You are advocating channelising remittance money to reduce debt levels or bridge deficits in the GCC without imposing taxes, please elaborate on this?
In past five years, oil prices have not touched the levels we had seen during 2011-2014 period. This means there has been a decline in the incomes and the GCC states had to borrow money from a number of sources to bridge the gap between income and expenditure. In such a situation, we need to look at what are other sources available to the GCC governments? One option could be to introduce income tax but this will be hugely unpopular. Second one is to augment state income through other taxes such as value added tax, that is already happening but it also has certain limitations.
So, the question is what else can be done? The answer lies in the fact that countries like Oman with a significant expatriate population are exporting around RO4bn every year to other countries, which is roughly equal to 25 per cent of the total budget of the country. My point is that any country facing large budget deficit should also try to channelise this remittance money for the development of the country. We have examples like Hong Kong, which has effectively channelised this money to their own benefits.
Market talks about discouraging remittances by imposing tax on them are going on for a while in the region, but many people have opposed the idea saying it could lead to slippages or misuse by some. What do you say?
I am not talking about taxing remittance money. Imposing taxes is unlikely to yield desired results because people might start using alternative methods to ship money out of the country. For example, a country like Oman is shipping out around RO4bn in the form of outward remittances every year. It is a huge amount and if channelised properly, can be utilised for the development of the country. Moreover, part of the returns achieved by investing remittance money in development activities can be utilised in paying pensions to expatriate workers, who currently are not covered under any social security network.
So a state-backed pension fund or sovereign-guaranteed savings schemes where companies or individuals including foreign workers can contribute will be a good idea. And returns from such funds can be used for paying pensions or providing some sort of social security to workers once they have contributed certain amount or have been investing in these schemes for a stipulated period of time. Such type of arrangements are in the best interest of everyone working in Oman and other GCC countries. There is a huge population of foreign workers in the GCC. If you combine total remittances shipped out of the region, it will be a huge amount. A fraction of that money can be used for developmental activities and it will be hugely beneficial for the whole economy of the region.
While the GCC authorities want to discourage money being sent out of the region, expatriates want to send as much as possible back home. Isn’t it complicated?
We are not suggesting to tax the earnings of expatriates. One of the reasons for exporting money out of the country is that expatriates want it to get invested somewhere else. They also do it because there are no enough investment opportunities available in the country where they are operating. We can say people are effectively living their entire life in the GCC countries without making local investments. So, if expatriates in the GCC are offered some sort of investment opportunities particularly in local currencies, I am sure they will be more than happy to make some investments.
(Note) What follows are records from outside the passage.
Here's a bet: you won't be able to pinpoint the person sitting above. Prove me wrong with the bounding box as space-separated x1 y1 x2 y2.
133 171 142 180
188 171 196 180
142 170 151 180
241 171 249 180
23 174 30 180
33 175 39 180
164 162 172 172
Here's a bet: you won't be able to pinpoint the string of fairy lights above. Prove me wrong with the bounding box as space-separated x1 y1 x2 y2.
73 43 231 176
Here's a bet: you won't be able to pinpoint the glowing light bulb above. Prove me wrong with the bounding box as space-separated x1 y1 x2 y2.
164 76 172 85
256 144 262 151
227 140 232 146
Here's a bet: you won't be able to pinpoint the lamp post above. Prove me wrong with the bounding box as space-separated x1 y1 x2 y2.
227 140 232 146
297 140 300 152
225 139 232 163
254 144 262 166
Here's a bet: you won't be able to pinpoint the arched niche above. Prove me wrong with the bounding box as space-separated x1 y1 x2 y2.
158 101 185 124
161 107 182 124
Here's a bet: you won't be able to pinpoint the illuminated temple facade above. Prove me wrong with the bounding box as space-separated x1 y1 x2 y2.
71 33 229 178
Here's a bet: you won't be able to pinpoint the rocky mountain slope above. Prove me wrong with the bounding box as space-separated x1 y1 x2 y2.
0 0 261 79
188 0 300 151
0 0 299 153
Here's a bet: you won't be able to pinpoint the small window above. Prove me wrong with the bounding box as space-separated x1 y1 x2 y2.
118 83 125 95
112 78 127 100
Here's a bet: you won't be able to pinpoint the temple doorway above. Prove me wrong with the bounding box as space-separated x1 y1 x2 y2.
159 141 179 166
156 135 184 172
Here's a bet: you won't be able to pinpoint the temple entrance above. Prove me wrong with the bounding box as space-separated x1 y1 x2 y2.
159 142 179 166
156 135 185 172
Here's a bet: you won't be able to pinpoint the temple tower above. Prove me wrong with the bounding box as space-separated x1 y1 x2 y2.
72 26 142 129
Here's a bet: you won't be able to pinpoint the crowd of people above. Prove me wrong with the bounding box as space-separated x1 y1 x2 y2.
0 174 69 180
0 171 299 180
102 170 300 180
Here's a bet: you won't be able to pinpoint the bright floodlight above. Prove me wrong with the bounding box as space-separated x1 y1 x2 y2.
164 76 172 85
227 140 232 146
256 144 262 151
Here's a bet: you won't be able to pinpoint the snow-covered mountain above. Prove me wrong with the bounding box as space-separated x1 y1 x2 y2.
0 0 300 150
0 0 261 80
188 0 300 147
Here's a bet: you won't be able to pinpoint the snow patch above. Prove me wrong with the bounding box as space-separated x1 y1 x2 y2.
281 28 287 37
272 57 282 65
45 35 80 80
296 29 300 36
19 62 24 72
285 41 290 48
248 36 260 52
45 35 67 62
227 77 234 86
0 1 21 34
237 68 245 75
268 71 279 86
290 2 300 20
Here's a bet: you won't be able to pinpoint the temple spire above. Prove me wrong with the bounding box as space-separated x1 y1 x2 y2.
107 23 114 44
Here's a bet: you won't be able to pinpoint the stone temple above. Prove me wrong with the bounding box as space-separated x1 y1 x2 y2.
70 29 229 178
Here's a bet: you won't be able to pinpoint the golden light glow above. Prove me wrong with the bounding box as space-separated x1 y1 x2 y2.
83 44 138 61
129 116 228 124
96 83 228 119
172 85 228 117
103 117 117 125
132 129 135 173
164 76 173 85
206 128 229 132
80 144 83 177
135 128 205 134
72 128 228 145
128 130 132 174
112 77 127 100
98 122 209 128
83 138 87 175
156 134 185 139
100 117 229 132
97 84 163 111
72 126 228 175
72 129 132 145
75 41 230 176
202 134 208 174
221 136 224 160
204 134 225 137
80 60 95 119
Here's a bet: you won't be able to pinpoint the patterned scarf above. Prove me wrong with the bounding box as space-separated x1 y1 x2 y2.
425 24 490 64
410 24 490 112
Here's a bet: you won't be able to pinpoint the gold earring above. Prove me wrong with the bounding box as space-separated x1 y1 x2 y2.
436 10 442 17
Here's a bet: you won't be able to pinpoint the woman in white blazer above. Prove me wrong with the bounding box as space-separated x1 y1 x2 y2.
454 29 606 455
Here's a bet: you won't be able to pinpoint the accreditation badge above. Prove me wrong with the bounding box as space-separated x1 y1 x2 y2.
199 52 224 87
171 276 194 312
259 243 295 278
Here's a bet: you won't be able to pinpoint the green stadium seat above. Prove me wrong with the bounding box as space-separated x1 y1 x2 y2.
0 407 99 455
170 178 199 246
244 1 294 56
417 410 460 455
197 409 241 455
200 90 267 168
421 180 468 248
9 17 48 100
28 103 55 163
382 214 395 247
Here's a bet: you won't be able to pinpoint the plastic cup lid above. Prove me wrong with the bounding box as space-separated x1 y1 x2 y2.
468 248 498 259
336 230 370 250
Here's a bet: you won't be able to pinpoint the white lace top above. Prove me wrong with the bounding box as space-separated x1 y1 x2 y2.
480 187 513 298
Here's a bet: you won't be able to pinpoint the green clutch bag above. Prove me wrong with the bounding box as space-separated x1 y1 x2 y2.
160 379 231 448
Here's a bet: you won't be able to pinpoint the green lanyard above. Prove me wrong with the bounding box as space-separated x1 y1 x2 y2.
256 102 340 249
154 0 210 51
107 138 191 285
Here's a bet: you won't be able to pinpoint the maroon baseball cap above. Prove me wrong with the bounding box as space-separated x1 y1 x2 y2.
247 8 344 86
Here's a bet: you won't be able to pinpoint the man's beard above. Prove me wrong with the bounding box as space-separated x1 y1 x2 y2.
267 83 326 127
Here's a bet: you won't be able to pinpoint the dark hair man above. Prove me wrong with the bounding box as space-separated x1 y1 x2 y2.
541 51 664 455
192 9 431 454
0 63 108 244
These will be much better options for expatriate workers who mostly send money to home countries and invest in schemes where they have no effective control.
But without getting any residency or other types of rights in the GCC, will they be interested in making investments?
Some foreign workers and their families have been living in the GCC region for two or three generations, and they are very committed to the country where they have been working. So our suggestion will be why not invest in the country, you are already committed to. Now, in simple terms these investment opportunities for expatriate communities should be engineered in a way that it is beneficial for everyone in the country. For the government’s point of view, it is a huge amount of available sources to them and can be used to reduce debt or in development activities. A close look at Oman’s finances will reveal that the country had a deficit of around RO2.8bn last year while total remittances from the country stood at around RO4bn. So definitely it is in the best interest of everyone that the government should look into making some arrangements to reduce that flow of money outside the country. You can only reduce that flow if you offer something which makes sense for expatriate workers in the GCC.